Getting New Windows? Know These Two Things About Window Grids
Posted on: 8 September 2021
There are many design choices that go into selecting new windows for your home. One of those things is the type of window grid that separates the glass. Here are some things that you need to know about window grids before you pick windows out for your home.
Window Grids May Be Structural
One thing to keep in mind about window grids is that they may be a structural part of the window. This is known as true divided light, where each window grid actually separates panes of glass. It is common in single-pane windows, where the grid is part of the structure of the window and actually uses separate pieces of glass. If you were to have one of those panes of glass break, you will only need to replace that portion of the glass that is broken.

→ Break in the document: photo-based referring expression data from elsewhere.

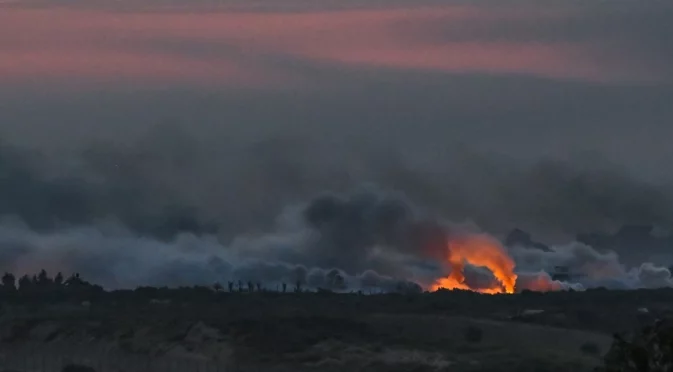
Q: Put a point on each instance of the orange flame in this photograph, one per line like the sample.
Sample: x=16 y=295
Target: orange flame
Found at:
x=479 y=250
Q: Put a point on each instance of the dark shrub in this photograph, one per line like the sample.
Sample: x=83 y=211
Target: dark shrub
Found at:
x=590 y=348
x=473 y=334
x=77 y=368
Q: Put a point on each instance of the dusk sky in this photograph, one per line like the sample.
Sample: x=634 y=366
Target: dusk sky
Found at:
x=255 y=126
x=349 y=92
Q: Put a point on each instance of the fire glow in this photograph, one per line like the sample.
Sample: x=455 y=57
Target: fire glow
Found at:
x=478 y=250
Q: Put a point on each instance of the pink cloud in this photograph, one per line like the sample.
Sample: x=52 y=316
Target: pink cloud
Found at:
x=239 y=48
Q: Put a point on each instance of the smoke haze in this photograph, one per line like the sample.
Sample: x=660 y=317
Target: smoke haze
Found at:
x=165 y=143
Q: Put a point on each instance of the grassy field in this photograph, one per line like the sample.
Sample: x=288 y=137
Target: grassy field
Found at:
x=329 y=332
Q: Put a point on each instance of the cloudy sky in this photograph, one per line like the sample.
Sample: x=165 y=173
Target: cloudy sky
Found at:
x=551 y=115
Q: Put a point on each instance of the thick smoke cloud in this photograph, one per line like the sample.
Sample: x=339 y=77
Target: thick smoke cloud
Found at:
x=171 y=182
x=368 y=240
x=359 y=241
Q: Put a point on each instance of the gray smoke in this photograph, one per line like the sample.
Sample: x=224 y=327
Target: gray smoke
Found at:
x=127 y=217
x=587 y=267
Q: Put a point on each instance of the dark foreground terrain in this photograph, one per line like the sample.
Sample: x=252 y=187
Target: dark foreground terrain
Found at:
x=441 y=331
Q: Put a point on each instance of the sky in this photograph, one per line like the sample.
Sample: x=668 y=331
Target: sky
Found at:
x=218 y=116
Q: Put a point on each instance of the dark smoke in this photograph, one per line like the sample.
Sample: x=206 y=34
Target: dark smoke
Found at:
x=125 y=216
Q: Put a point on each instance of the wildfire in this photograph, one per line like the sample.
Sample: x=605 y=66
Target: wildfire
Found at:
x=478 y=250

Window Grids Can Be Purely Aesthetic
Other windows will fake the window grids so that they have the aesthetic, but it is still one pane of glass. This is more common with double or triple-pane glass where the grid is on top of the window and a solid piece of glass is beneath.
There is also a third way the grid is installed, which is a technique known as grid between glass. The grid is actually located between the two window panes, which has its own pros and cons. Having the grid between the glass can cause the grid to look like a different color than the rest of the window. However, it is cheaper than having the grid on top of the glass since less material is used.
Window Grids Can Include Shadow Bars
If you select a window grid that is on top of the glass, know that you have the option to put a shadow bar between the bars on the inside and outside of the glass. As the sun comes in at an angle, it's possible that the sun casts two shadows on the ground from both parts of the window grid. A shadow bar fills in the gap and only shows one set of grid shadows.
A shadow bar also prevents you from seeing the backside of the grid when looking through your window. Without a shadow bar, you'd see the adhesive that holds the window grid material to the glass. The need for a shadow bar is a personal preference, and it's up to you if you want it.